The guidelines also focus on safeguarding innovation entities, including determining the ownership of scientific and technological achievements, resolving technical contract disputes, and optimizing operational mechanisms for innovation entities. They emphasize protecting the rights of sci-tech personnel in profit-sharing from technology transfer, ensuring their reasonable returns, and addressing concerns of sci-tech personnel over technology transfer.

The guidelines also propose stringent measures against various forms of infringement, including the increased application of punitive measures to make infringing actions incur a greater cost.

The guidelines also commit to enhancing the establishment of a law-based and internationalized market environment for sci-tech innovation. This includes regulating unfair competition and monopolistic practices in the sci-tech innovation field, and advancing a national standards system in the field of sci-tech innovation.

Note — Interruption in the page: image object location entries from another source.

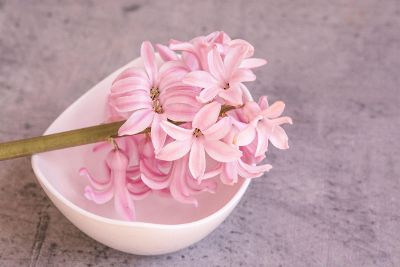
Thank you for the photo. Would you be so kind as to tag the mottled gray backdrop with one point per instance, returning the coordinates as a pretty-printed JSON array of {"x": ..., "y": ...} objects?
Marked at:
[{"x": 333, "y": 199}]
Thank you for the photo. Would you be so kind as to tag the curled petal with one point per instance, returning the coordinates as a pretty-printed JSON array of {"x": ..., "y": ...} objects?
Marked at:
[
  {"x": 279, "y": 138},
  {"x": 181, "y": 46},
  {"x": 158, "y": 135},
  {"x": 221, "y": 151},
  {"x": 180, "y": 112},
  {"x": 218, "y": 130},
  {"x": 212, "y": 173},
  {"x": 263, "y": 102},
  {"x": 263, "y": 133},
  {"x": 215, "y": 65},
  {"x": 243, "y": 75},
  {"x": 207, "y": 116},
  {"x": 175, "y": 150},
  {"x": 152, "y": 177},
  {"x": 176, "y": 132},
  {"x": 233, "y": 58},
  {"x": 282, "y": 120},
  {"x": 166, "y": 53},
  {"x": 208, "y": 94},
  {"x": 201, "y": 79},
  {"x": 229, "y": 174},
  {"x": 252, "y": 171},
  {"x": 197, "y": 159},
  {"x": 137, "y": 122},
  {"x": 98, "y": 197}
]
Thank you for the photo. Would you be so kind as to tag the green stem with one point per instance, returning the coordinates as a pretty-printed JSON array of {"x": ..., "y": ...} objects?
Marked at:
[{"x": 78, "y": 137}]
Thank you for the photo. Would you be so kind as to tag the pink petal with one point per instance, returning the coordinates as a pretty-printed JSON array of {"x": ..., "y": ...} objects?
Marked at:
[
  {"x": 191, "y": 61},
  {"x": 218, "y": 130},
  {"x": 221, "y": 151},
  {"x": 232, "y": 96},
  {"x": 248, "y": 49},
  {"x": 99, "y": 197},
  {"x": 251, "y": 110},
  {"x": 215, "y": 65},
  {"x": 282, "y": 120},
  {"x": 98, "y": 184},
  {"x": 175, "y": 150},
  {"x": 201, "y": 79},
  {"x": 208, "y": 94},
  {"x": 184, "y": 99},
  {"x": 176, "y": 132},
  {"x": 250, "y": 171},
  {"x": 279, "y": 138},
  {"x": 122, "y": 202},
  {"x": 242, "y": 75},
  {"x": 149, "y": 61},
  {"x": 250, "y": 63},
  {"x": 212, "y": 173},
  {"x": 197, "y": 159},
  {"x": 246, "y": 93},
  {"x": 137, "y": 122},
  {"x": 229, "y": 174},
  {"x": 180, "y": 112},
  {"x": 246, "y": 136},
  {"x": 206, "y": 116},
  {"x": 165, "y": 53},
  {"x": 263, "y": 133},
  {"x": 233, "y": 58},
  {"x": 152, "y": 177},
  {"x": 158, "y": 136},
  {"x": 181, "y": 46},
  {"x": 263, "y": 102}
]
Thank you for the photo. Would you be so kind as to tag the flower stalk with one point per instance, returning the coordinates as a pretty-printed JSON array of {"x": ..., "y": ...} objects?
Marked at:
[{"x": 77, "y": 137}]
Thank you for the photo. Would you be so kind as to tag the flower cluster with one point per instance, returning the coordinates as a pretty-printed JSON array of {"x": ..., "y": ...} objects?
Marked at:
[{"x": 189, "y": 121}]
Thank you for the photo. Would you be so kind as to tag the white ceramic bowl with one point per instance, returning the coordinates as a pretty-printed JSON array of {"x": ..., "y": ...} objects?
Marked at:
[{"x": 163, "y": 225}]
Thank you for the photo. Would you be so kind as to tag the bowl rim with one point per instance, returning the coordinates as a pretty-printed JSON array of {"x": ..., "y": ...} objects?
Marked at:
[{"x": 45, "y": 183}]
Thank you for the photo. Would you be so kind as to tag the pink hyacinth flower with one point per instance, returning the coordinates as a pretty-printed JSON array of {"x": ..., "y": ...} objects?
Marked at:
[
  {"x": 184, "y": 187},
  {"x": 151, "y": 96},
  {"x": 264, "y": 124},
  {"x": 223, "y": 78},
  {"x": 122, "y": 181},
  {"x": 204, "y": 136},
  {"x": 244, "y": 167},
  {"x": 115, "y": 186}
]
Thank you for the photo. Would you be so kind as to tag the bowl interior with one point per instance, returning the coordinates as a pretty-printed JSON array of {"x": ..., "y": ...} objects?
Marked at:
[{"x": 59, "y": 169}]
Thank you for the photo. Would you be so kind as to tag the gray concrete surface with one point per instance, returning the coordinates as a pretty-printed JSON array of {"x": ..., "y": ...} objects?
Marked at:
[{"x": 333, "y": 199}]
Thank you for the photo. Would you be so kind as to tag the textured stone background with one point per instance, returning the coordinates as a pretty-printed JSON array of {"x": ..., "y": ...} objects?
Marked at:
[{"x": 333, "y": 199}]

The guidelines highlight the need for judicial reforms to bolster technological innovation. This includes improving the establishment of specialized intellectual property courts and enhancing judicial capacities.

To support the implementation of these guidelines, the Supreme People's Court has also released eight typical cases from the sci-tech innovation sector, covering areas such as biomedicine, semiconductors, algorithm and renewable energy, demonstrating the courts’ commitment to protecting innovation, along with a clear stance to severely crack down on behaviors that hinder technological innovation.